Un pied dans le sport
Dans le giron de M6 depuis 1999, le club bordelais avait permis au groupe de médias d'avoir un pied dans le sport. Et Nicolas de Tavernost n'avait jamais caché que le fait d'en être propriétaire lui avait permis d'avoir une certaine légitimité lors des appels d'offres d'acquisition de droits sportifs.
Toutefois, les Girondins pesaient dans les comptes du groupe, depuis plusieurs années. Au premier semestre 2018, les pertes du club s'élèvent à 17,6 millions d'euros, en raison « du remplacement du staff technique et de la non-réalisation de la cession de joueurs prévue au deuxième semestre ». Le club vient de conclure le transfert du Brésilien Malcom au FC Barcelone pour plus de 40 millions.
En 2017, Bordeaux, qui avait terminé la saison 2016-2017 à la sixième place du championnat de France (il était onzième en 2015-2016), avait affiché des pertes - réduites - à 4,9 millions d'euros sur l'année. « La vente du club devrait être un catalyseur positif pour le titre, en améliorant la rentabilité du groupe », dit un analyste.
La réalisation de l'opération reste suspendue à la finalisation des négociations et à la consultation des instances sociales, mais aussi à l'approbation du Conseil de Bordeaux Métropole (sur les loyers dus à l'occupation du stade).
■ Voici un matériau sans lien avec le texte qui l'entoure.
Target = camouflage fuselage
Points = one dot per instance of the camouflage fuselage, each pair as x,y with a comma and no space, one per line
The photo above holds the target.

En attendant, elle témoigne de l'intérêt toujours plus marqué des investisseurs étrangers pour les clubs de football professionnel français, en particulier ceux appartenant à la Ligue 1.
Des clubs de ligue 1 plus attractifs
Si l'on prend les dix premiers du classement général de la saison 2017-2018, quatre sont ainsi aux mains d'investisseurs étrangers, ayant débarqués, tour à tour, depuis 2011 : le PSG, détenu par le Qatar via son fonds QSI ; Monaco, propriété du milliardaire russe Dmitri Rybolovlev ; Nice, contrôlé par un consortium d'investisseurs chinois et américains ; enfin, l'OM avec Frank McCourt. Par ailleurs, le fonds d'investissement chinois IDG Capital possède 20 % du capital de l'Olympique lyonnais depuis début 2017. Autre illustration : en mai dernier, les actionnaires de l'AS Saint-Etienne ont momentanément négocié sa vente à un fonds américain avant d'y mettre fin, faute d'assurances sur le devenir des Verts.
S'ils peinent encore à s'imposer sur la scène européenne, les clubs français n'en sont pas moins attractifs avec des prix de rachat relativement bas. En outre, la venue de ces nouveaux investisseurs participe du renforcement du foot tricolore, déjà reconnu pour la qualité de sa formation, mais aussi de sa régulation. Par ailleurs, la dernière augmentation des droits de retransmission de la L1, valorisée à 1,15 milliard d'euros par saison pour la période 2020-2024, ouvre de nouvelles perspectives de développement. La L1 est en capacité de gagner en compétitivité par rapport aux autres grands championnats continentaux. De quoi attirer de nouveaux investisseurs alors que la victoire des Bleus lors de la dernière Coupe du monde est la plus belle des promotions pour le foot français.